16 Jun

Making Remote Work Secure: Five “Must Do” Steps

Since COVID-19 became a global pandemic and steps were put in place to contain its spread, more and more people have been forced to work from home. This transition requires many changes in how individuals and organizations operate and communicate, especially in terms of using computers, personal devices, and specific software that enables remote work.

At the same time, cybercriminals recognize that attacking home users is much easier as they are typically less secured outside their office, where security policies and measures are enforced (at least at some level). Yet to do their jobs, these remote workers need to connect to various servers and access and create confidential, sensitive documents and data from their less-secure home office environment.

The risk of losing important data or being compromised becomes much greater at home. That is why every remote worker should be prepared to secure his remote workspace. Here are five recommendations for securing a home office.

1. Use a VPN

Whether you are connecting remotely to company resources and services, or you are just browsing web resources and using telecommunication tools, use a Virtual Private Network (VPN). VPNs encrypt all of your online traffic to prevent hackers from capturing your data in transit.

If your company has a VPN practice, you most likely will get instructions from your admin or MSP technician. If you have to secure your working place yourself, use a well-known, recommended VPN app and service – they are widely available in different software marketplaces or directly from vendors. If you are in need of secure VPN, get in touch with us and we will help you with it.

2. Be wary of phishing attempts

As a topic, COVID-19 is already being widely used in all types of phishing attempts – and the number of such malicious activities will only grow. Every remote worker needs to prepare for the increase in phishing attempts by understanding and recognizing the threat.

Themed phishing and malicious websites appear in large numbers every single day.
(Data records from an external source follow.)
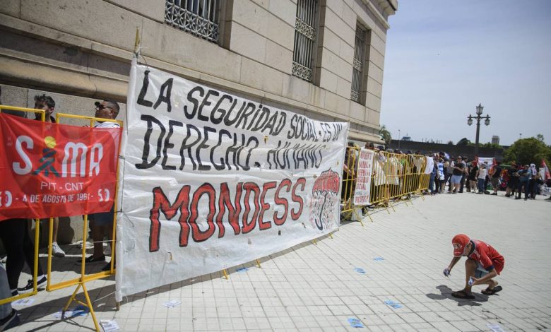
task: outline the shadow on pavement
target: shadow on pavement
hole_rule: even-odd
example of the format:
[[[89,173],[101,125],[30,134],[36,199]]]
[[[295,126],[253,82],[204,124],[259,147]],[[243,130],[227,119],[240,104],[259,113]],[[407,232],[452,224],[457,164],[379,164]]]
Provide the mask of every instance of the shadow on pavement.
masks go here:
[[[475,298],[473,300],[469,299],[458,299],[451,296],[451,293],[454,292],[451,288],[445,285],[440,285],[437,287],[437,289],[440,291],[440,294],[429,293],[426,294],[427,297],[432,300],[444,300],[449,299],[457,302],[457,305],[463,307],[464,305],[470,305],[473,307],[477,307],[482,305],[482,303],[488,300],[488,295],[484,294],[473,293],[475,295]]]

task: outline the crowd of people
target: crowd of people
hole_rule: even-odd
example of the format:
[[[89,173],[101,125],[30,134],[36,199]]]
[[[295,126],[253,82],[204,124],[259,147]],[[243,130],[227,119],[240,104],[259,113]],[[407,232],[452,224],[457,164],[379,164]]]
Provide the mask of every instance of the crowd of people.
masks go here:
[[[466,192],[497,196],[499,190],[505,190],[506,197],[524,200],[535,199],[536,195],[546,191],[550,179],[544,181],[535,164],[517,165],[513,162],[504,169],[499,160],[492,162],[480,162],[467,158],[448,157],[444,153],[429,153],[434,166],[429,182],[431,194]],[[491,187],[490,190],[488,188]]]
[[[0,90],[0,96],[1,90]],[[1,104],[1,102],[0,102]],[[38,95],[35,96],[34,108],[45,111],[45,121],[55,123],[56,119],[53,116],[56,103],[54,99],[49,95]],[[112,100],[104,100],[95,102],[94,104],[95,112],[90,114],[96,118],[114,119],[120,109],[119,104]],[[3,112],[11,115],[17,115],[25,117],[25,112],[19,111],[4,110]],[[40,113],[36,113],[35,119],[42,120]],[[95,128],[117,128],[119,124],[112,121],[98,121]],[[104,239],[110,240],[113,232],[114,211],[101,213],[90,214],[90,233],[93,239],[93,254],[87,257],[85,261],[87,263],[99,263],[105,261],[105,255],[103,252]],[[42,220],[44,221],[44,220]],[[54,218],[52,250],[52,255],[57,257],[64,257],[65,252],[57,243],[58,229],[59,220],[57,217]],[[19,277],[26,263],[30,270],[31,275],[34,274],[35,261],[35,244],[29,235],[29,223],[25,218],[12,218],[0,222],[0,239],[6,254],[6,266],[0,263],[0,279],[2,282],[0,290],[0,299],[10,296],[16,296],[20,293],[26,293],[34,289],[34,283],[29,280],[26,285],[18,287]],[[110,242],[110,241],[109,241]],[[87,246],[88,247],[88,246]],[[79,261],[80,262],[80,261]],[[102,271],[109,271],[110,263],[107,263]],[[37,269],[37,287],[40,287],[47,282],[40,262],[38,262]],[[4,294],[5,293],[5,294]],[[8,304],[0,306],[0,324],[2,329],[6,328],[10,324],[13,324],[17,319],[17,312]],[[2,330],[3,331],[3,330]]]

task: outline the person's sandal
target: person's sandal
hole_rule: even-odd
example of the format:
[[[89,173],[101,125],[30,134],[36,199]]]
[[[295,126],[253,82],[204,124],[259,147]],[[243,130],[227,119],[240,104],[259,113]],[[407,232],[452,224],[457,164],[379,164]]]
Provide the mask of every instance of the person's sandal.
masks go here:
[[[475,295],[467,294],[464,290],[454,292],[451,293],[451,296],[457,297],[458,299],[473,300],[475,298]]]
[[[498,285],[498,286],[495,286],[493,288],[490,288],[488,287],[485,290],[480,291],[480,292],[484,294],[485,295],[493,295],[494,294],[501,291],[502,290],[503,290],[503,287],[502,286]]]

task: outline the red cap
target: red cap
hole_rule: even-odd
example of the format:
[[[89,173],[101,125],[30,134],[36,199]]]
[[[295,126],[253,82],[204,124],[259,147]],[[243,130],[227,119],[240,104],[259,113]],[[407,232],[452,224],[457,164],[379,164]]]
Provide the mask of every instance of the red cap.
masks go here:
[[[463,256],[463,251],[465,251],[465,246],[469,243],[470,239],[469,237],[464,234],[458,234],[454,237],[451,240],[451,244],[454,245],[454,256],[458,257]]]

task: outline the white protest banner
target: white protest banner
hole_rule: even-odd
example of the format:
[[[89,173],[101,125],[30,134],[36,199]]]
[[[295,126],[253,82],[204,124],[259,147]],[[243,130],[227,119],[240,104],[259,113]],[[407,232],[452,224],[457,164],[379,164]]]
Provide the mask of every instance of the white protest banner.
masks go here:
[[[338,227],[347,123],[135,63],[126,109],[118,301]]]
[[[488,170],[494,165],[494,162],[495,162],[495,158],[493,158],[478,157],[478,165],[486,164]]]
[[[371,194],[371,174],[375,151],[362,148],[357,161],[356,189],[354,190],[354,205],[369,205]]]

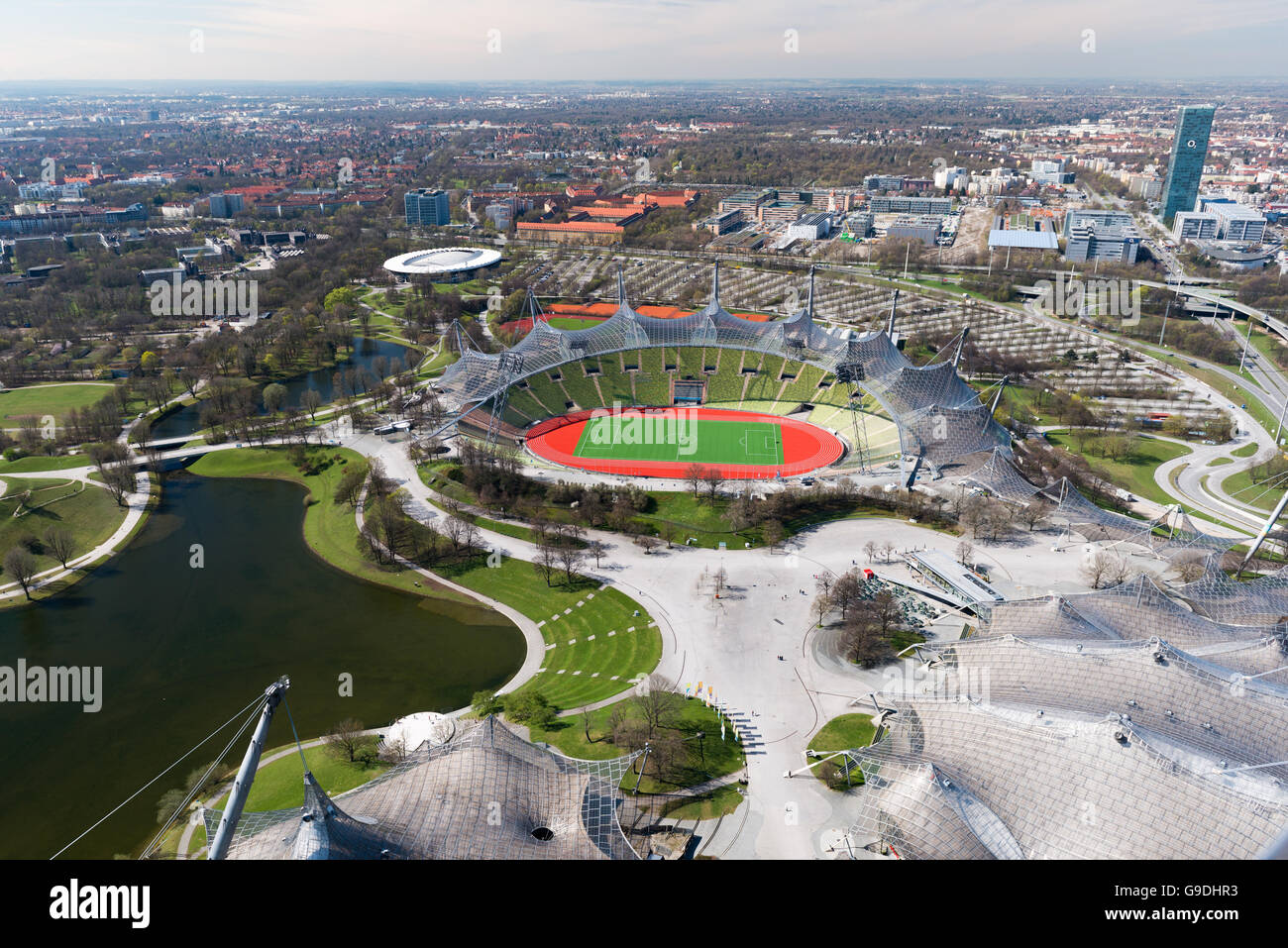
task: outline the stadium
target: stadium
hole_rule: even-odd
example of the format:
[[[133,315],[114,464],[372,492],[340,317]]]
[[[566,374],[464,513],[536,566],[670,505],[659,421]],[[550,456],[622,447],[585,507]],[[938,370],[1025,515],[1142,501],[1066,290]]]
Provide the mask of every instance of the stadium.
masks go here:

These typically can be filtered out on a browser level, but if you have a cyber protection solution installed on your work laptop or your company’s MSP delivers that protection with a solution like Acronis Cyber Protect Cloud, you are also secured by dedicated URL filtering. The same functionality is also available in endpoint protection solutions, although in Acronis Cyber Protect we have a special category related to public health which is updated with higher priority. 

Of course, those malicious links have to come from somewhere, and they are typically delivered in instant messages, emails, forum posts, etc. Do not click any links you don’t need to click on, and always avoid those that you did not expect to receive.

These attacks also use malicious attachments to emails, so always check where an email really comes from and ask yourself are you expecting it or not. Before you open any attachment, be sure to scan it with your anti-malware solution, such as Acronis Cyber Protect Cloud.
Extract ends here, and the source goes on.